Ah aptal kafam rezil ettim kendimi sussan olmuyordu dimi Açelya. Ben sinirle onun yüzüne bakarken bu işten ne diyip kurtulacağımı planlıyordum ama o çoktan planını devreye sokmuştu ve bende artık bu planın bir parçasıydım. Sıcaklığını hissediyordum eli elimi bulmuştu sonunda. Bize doğru sinirle gelen kadına bu oyunu uyguladığımızı anlamamak için salak olmak gerekirdi.

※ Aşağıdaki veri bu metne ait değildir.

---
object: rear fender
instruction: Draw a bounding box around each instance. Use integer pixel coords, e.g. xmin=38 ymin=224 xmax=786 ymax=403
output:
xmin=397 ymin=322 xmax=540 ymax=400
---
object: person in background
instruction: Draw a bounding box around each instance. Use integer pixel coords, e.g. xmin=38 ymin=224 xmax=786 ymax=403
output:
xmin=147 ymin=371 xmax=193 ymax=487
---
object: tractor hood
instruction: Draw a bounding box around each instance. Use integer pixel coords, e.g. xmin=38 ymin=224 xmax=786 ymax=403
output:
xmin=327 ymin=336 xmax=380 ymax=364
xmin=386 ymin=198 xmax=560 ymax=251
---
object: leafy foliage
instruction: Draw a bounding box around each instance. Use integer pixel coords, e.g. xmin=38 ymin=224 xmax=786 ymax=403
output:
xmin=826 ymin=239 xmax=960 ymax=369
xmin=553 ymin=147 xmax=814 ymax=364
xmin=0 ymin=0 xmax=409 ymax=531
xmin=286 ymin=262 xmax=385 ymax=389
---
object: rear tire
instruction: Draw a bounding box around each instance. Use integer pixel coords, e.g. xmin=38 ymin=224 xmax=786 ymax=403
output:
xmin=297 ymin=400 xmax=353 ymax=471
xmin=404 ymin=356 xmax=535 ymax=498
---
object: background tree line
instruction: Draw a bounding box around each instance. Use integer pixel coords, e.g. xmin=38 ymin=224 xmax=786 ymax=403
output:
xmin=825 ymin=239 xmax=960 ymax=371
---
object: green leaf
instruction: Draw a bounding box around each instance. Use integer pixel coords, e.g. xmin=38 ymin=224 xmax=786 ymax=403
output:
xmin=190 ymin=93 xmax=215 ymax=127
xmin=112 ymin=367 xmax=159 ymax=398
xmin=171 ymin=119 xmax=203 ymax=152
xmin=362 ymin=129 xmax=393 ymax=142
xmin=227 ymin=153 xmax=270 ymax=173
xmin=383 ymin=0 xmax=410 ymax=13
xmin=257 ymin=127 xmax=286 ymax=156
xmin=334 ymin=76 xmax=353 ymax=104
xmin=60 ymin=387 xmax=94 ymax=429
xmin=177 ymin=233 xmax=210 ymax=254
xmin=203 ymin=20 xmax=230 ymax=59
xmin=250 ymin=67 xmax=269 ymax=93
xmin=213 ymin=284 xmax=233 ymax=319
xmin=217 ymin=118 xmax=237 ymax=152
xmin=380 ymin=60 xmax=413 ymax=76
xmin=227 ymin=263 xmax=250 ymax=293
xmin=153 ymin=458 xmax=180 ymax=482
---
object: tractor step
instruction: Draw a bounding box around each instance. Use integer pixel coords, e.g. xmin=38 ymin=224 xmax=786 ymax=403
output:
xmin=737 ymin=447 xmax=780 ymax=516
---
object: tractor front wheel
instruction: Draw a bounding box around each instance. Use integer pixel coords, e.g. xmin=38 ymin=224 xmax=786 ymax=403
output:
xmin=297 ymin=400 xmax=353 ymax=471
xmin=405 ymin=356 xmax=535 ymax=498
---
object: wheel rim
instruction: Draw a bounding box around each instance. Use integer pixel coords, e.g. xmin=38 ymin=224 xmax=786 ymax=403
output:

" Selin biz de seni bekliyorduk bak kız arkadaşım hayır anlamıyorum yalan söylediğimi nasıl düşünürde buralara kadar beni takip edersin."

Gerçekten iyi bir yalancıydı. Ama galiba söyledikleri kızı ikna etmeye yetmişti. Çünkü kız her an ağlayacakmış gibi bir bize bir ellerimize bakıyordu. Benim isteğim dışında birleşen ellerimize.

"Senden nefret ediyorum Sinan."

Duygularıma tercüman olması beni şaşırtırken sadece bir laf söyleyip çekip gitmesi daha da şaşırtmıştı.

" Bu kadar."

"Hadi ama sadece bir lafla seni terk mi etti ?"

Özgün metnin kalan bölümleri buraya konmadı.